Gosh this thread has given all of us so much to think about.
It sounds to me as if your gain is teaching’s loss. But the best teachers always have a rich life outside their day job, I find. I love reading about your learning, development and achievements in your different craft activities. Don’t give up on the blog, please!
Thank you, Margaret! I’ve been feeling a certain ennui lately about the blog and what I have to say–your comment gave me a very nice boost!
Good. That’s interesting. I also don’t quite know what to do about mine. I love the relationships I have built with people like you whom I’d never otherwise have ‘met’, but I don’t know if I really have anything left to say in the context of the blog. Yet I don’t have a book in me, and I like writing. What to do, eh?
What I tell myself is to just keep writing when I feel like I have something to say. I post less frequently than I used to, in part because my life is cyclical and I’ve said so much of what I needed to say about autumn or candy making or whatever I’m doing at a particular time of year. Sometimes I stress myself out–“eek! I haven’t done a blog post in a week!”–but then I give myself a firm talking to. I want to stay in contact with blog friends like you so I keep posting the things people seem to respond to. You have your walks and the history of your area and your photos–all of those are so appealing and blog-worthy. And you mentioned the idea about place names–I’d love to read some posts about those names! Just keep writing . . .
Thanks so much for that, Kerry. You’re right. There are ideas I could develop, and neither of us is doing this because it pays the bills, or The Big Bad Boss is at our backs forcing us to write a post we don’t want to write. So if I want to write, I will, and if not …. tant pis. I’m looking forward to your next post, though!
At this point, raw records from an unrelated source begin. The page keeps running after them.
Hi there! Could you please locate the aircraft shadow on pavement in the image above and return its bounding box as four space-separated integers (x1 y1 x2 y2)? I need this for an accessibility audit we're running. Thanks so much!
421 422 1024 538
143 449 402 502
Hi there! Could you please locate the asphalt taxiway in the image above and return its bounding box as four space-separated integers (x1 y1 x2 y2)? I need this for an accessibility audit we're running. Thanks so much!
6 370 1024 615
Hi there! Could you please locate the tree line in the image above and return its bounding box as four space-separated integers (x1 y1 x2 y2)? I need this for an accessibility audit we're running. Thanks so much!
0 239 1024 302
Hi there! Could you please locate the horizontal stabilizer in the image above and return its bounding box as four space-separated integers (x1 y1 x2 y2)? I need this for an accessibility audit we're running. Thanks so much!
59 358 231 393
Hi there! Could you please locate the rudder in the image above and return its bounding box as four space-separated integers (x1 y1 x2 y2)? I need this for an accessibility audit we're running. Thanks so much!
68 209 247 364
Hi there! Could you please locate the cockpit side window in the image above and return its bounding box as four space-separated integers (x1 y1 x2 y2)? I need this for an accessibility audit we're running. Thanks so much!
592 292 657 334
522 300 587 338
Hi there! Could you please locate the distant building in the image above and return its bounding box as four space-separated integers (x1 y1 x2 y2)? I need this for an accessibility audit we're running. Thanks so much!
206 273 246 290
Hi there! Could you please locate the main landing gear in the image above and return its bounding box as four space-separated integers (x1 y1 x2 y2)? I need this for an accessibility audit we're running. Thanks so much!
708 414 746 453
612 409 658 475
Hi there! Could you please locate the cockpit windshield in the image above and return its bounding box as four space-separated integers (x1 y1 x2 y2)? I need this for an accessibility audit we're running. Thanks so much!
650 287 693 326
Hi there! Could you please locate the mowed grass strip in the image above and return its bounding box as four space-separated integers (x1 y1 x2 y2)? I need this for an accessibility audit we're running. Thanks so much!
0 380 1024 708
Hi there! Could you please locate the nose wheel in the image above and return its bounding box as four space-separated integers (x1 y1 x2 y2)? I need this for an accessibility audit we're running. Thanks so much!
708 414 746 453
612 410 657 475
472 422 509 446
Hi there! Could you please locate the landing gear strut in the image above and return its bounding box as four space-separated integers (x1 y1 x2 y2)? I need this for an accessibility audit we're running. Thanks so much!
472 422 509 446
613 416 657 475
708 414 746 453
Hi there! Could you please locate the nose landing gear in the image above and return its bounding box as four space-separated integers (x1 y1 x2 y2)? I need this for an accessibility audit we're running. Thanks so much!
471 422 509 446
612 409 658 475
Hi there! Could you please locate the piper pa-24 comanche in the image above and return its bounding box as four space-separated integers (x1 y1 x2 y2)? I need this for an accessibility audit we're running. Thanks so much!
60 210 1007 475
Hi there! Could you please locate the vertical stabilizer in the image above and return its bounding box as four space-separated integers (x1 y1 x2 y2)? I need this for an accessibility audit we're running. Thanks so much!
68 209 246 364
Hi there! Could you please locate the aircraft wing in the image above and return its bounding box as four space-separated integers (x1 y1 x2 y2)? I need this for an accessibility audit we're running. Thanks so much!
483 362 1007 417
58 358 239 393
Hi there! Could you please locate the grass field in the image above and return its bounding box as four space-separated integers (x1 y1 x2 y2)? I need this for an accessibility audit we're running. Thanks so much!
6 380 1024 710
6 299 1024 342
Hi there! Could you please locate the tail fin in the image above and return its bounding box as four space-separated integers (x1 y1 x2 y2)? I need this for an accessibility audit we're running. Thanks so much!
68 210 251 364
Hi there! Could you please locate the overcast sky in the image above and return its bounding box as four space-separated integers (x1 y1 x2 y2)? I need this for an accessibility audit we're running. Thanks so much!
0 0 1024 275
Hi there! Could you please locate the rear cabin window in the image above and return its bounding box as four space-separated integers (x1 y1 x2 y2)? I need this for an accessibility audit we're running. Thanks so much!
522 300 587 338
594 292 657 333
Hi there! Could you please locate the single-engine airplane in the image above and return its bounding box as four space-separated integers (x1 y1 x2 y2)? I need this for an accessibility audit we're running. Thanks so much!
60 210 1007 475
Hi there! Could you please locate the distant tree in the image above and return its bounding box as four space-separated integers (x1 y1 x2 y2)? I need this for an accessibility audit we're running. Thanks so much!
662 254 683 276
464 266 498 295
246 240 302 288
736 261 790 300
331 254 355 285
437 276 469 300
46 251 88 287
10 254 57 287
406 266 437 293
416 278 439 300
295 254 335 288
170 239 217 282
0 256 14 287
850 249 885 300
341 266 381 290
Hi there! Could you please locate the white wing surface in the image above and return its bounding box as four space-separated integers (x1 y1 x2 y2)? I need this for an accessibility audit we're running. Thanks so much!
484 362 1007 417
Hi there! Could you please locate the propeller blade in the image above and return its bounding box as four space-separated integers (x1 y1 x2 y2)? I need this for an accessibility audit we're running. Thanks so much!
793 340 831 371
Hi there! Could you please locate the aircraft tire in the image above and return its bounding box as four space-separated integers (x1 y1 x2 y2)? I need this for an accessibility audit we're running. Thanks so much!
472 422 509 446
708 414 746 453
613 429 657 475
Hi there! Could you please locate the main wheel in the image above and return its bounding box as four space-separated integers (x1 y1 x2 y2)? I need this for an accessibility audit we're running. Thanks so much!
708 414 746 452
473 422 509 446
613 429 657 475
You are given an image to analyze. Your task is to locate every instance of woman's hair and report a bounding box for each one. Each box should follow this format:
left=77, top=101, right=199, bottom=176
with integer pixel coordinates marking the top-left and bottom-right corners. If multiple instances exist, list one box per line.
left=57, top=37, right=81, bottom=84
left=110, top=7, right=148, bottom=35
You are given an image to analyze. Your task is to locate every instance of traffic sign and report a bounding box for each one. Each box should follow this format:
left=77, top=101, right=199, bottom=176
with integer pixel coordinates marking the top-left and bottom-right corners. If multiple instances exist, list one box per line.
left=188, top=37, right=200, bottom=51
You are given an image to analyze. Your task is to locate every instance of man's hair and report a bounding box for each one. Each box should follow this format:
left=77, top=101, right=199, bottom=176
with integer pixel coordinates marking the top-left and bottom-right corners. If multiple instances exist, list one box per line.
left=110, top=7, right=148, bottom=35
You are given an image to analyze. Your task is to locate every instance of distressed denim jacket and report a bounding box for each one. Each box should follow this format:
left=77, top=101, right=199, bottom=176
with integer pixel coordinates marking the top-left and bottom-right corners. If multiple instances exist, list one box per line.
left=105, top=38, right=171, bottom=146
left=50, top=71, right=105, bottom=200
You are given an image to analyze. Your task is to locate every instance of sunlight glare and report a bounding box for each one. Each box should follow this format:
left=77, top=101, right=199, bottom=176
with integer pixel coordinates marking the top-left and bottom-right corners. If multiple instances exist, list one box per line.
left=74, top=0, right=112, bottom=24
And I’m looking forward to your next post!
I finally had a moment to pop over and visit you! I loved this post and the way you write. I’m going to explore further as more time opens up.
I didn’t have a “career” or an education but I do understand the feeling of making a life. Making a quilt is like working a puzzle. Keeps the mind sharp and the neurons firing.
Any time I complete a project, I feel like I’ve given a bit of myself to the world. Something tangible. I think we do that with our rambling writing as well. I have given away so many of the things I’ve made but saved all the things my mother made.
Not going to a job everyday is a wonderful thing since I just don’t have the time for one. Isn’t it grand? Too busy to work!! Thanks for popping over and introducing yourself.
Thanks so much for your great comment! I used to laugh at retired people who talked about how busy they were–only now do I understand! I completely agree about the way we leave something for the world to enjoy/ponder/use when we write and make things. And, yes, these projects we do do keep our brains supple–the geometry I learned in school all came rushing back when I started making quilts!
Such a full post. You know, being able to retire and have plenty of running room is a wonderful thing. All those adventures are ahead of you! And might I say, being able to retire when you want instead of when the job wants you too is also a wonderful thing.
I too have been less engaged in blogging. I think that’s okay.
I feel like a lot of my favorite bloggers are going through changes in their relationship to their blogs–fewer posts, etc. Maybe we all started about the same time and are at the same place in some sort of cycle? I just hope you don’t quit altogether–I ‘d hate to lose the friendship!
A very lovely cool post, dear Kerry! 🙂
Thanks, Sophie–you know all about the joys of making yummy food!